Mas abrimos os jornais e nos deparamos com aeroportos lotados, com a realidade de que o principal problema dos portos brasileiros está no acesso aos terminais, com engarrafamentos que chegam a durar 24 horas por conta da má qualidade das rodovias. Hoje, vemos um Brasil que exporta há 200 anos (desde os tempos em que éramos colônia de Portugal) e que ainda leva em torno de 20 dias para carregar um navio, segundo reportagem do fantástico de 21 de abril.
De acordo com a Confederação Nacional dos Transportes (CNT), a falta de infraestrutura, além de fazer vítimas, gera um rombo na economia de R$ 16 bilhões a cada ano. E o prejuízo está embutido nos preços arcados pelo consumidor.
E não para por ai. Vivemos, não só em Mato Grosso, mas em todo o país, um período de supersafra, e o valor dos alimentos não seguiu a lógica de mercado, que seria a redução dos preços.
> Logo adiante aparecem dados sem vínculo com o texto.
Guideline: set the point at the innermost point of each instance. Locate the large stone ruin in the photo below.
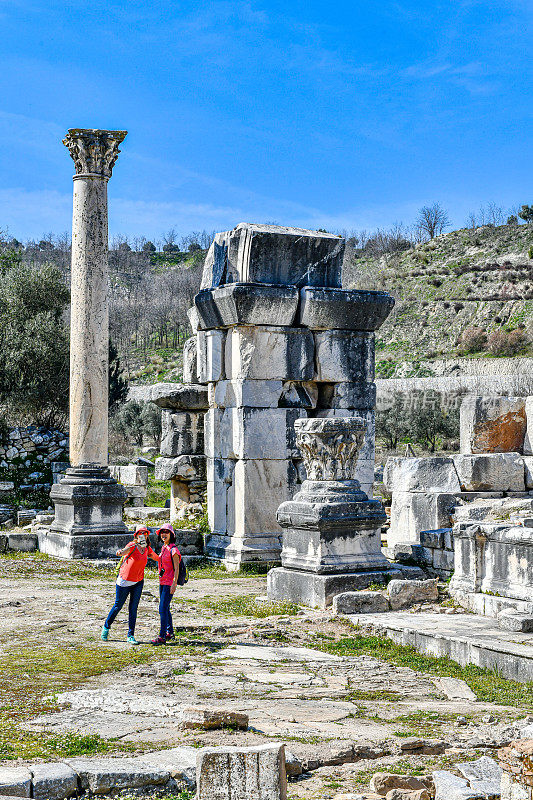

O motivo é, mais uma vez, a deficiente infraestrutura, que faz elevar, anualmente, o custo dos transportes.
Um levantamento feito pelo jornal Folha de São Paulo mostrou que o brasileiro precisa trabalhar aproximadamente 13 minutos por dia para pagar a passagem de ônibus. Enquanto nossos vizinhos argentinos precisam trabalhar somente 1 minuto e 44 segundos, quase 10 vezes menos.
Outro Brasil que motivou protestos mundo afora é aquele que confere aos cidadãos o dever de arcar com uma das maiores taxas tributárias do mundo. Em 2013, de acordo com o Instituto Brasileiro de Planejamento Tributário – IBPT, cada brasileiro deve trabalhar cerca de 150 dias, ou 5 meses, somente para pagar impostos, taxas e contribuições aos cofres públicos. Contribuição que só faz sentido se houver contraprestação de serviços.
Hoje, há menos de um ano das eleições majoritárias, os cidadãos mostram-se fadigados com alianças e acordos políticos, negociações de ministérios, cargos, campanhas. O novo paradigma sugere campanhas partidárias menos publicitárias e mais realistas. Hoje, vemos por meio dessas manifestações, que o povo almeja encontrar nas urnas a possibilidade de eleger um líder capaz de colaborar com um país, ou governo, mais democrático e menos populista.
Precisamos discutir isso dentro do Congresso, trazer essa responsabilidade, e a presidente Dilma, que é quem tem a caneta na mão, precisa analisar o que vem acontecendo com muito cuidado. A mensagem foi dada e os governos precisam mostrar alternativas e soluções para o que está sendo questionado.
Vejo como uma oportunidade única: A de ouvir quem a elegeu, se quiser manter a governabilidade e ter como projeto a reeleição. Mas antes de tudo isso, será preciso priorizar os interesses da nação.
*Blairo Maggi é senador da República pelo PR, foi governador de Mato Grosso.